Oregonians Regret Passage of Measure 110

Salem, OR – April 8, 2022-  Dr. Bud Pierce, Republican candidate for Oregon Governor, spoke out today about the disappointing results of Measure 110 and its adverse effects on the community.

Dr. Pierce said, “Measure 110 failed to do what it promised Oregonians. We need to make a change. What started as compassion has allowed chronic drug abusers to continue or increase use with no penalty. It is taking us farther away from the goal of helping our fellow citizens improve their lives and health and make positive contributions to society. This must be repealed.”

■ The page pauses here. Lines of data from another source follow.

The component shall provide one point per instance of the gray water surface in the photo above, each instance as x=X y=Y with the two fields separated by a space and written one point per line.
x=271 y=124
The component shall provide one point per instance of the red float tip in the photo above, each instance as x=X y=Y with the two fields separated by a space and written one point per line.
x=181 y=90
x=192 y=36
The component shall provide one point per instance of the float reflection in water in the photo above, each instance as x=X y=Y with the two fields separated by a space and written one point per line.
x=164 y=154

In Nov. 2020, Oregon became the first state to try and reduce the jail time for those convicted of drug possession, specifically methamphetamine and heroin. Those cited were just given a maximum $100 fine. Agreeing to enter treatment could have the citation waived. A recent article from OPB reports that millions have been spent on the program. Since the measure has been in place, however, less than 1% of those cited for drug possession took advantage of treatment.  Almost half of those who got citations failed to show up in court.

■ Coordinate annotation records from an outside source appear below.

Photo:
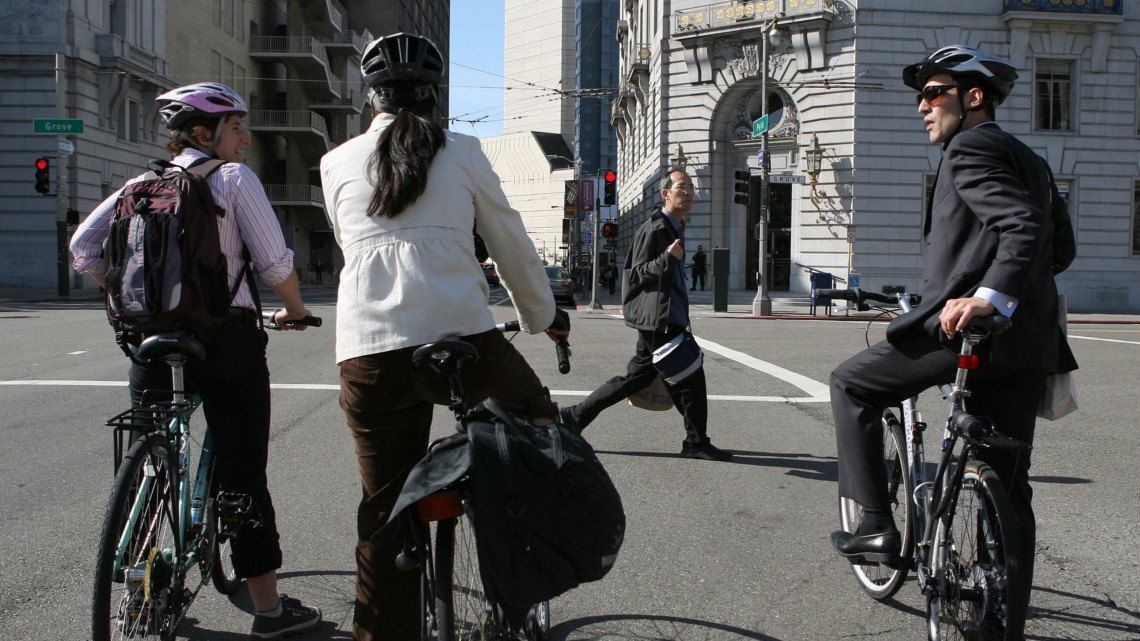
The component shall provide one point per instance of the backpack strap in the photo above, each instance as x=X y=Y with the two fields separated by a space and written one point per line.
x=204 y=168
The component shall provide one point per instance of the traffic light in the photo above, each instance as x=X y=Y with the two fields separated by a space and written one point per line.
x=742 y=187
x=43 y=176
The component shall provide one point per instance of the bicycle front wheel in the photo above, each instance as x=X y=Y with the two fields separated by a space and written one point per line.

Paige Clarkson, Marion County District Attorney, provided Pierce with the following statistics from the Oregon Judicial Department on Measure 110.

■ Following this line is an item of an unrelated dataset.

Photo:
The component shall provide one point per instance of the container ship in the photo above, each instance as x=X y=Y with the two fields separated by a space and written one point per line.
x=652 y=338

  • There have been 2,089 cases with Class E violations issued statewide as of February. 
  • 1,536 of those cases got violation convictions (76%), meaning they were ordered to pay a maximum fine of $100. 
  • Of those convicted, 948 failed to appear, meaning the vast majority never even showed up to court (or called the number to seek “services”). 
  • Only 19 people STATEWIDE got connected to some form of treatment when they called the number.
    Marion County District Attorney Paige Clarkson

Clarkson said, “Ballot Measure 110 did not do what was promised to voters. The abysmal numbers are clear. Decriminalization has not opened doors to recovery but instead ignores accountability as a powerful motivator for people to get clean as well as removes law enforcement as a valuable partner in the fight against addiction. This is not compassion. It is a failed experiment that risks lives, ruins families, and makes our communities less safe.”


Dr. Pierce stated that Oregon’s policies have not discouraged but enabled drug use. “Drug cartels, human traffickers, human smugglers, people that devastate, destroy lives, and corrupt our legal system are now bringing in more and more drugs to make more and more people suffer, and their process of bringing in the drugs makes people suffer,” he said.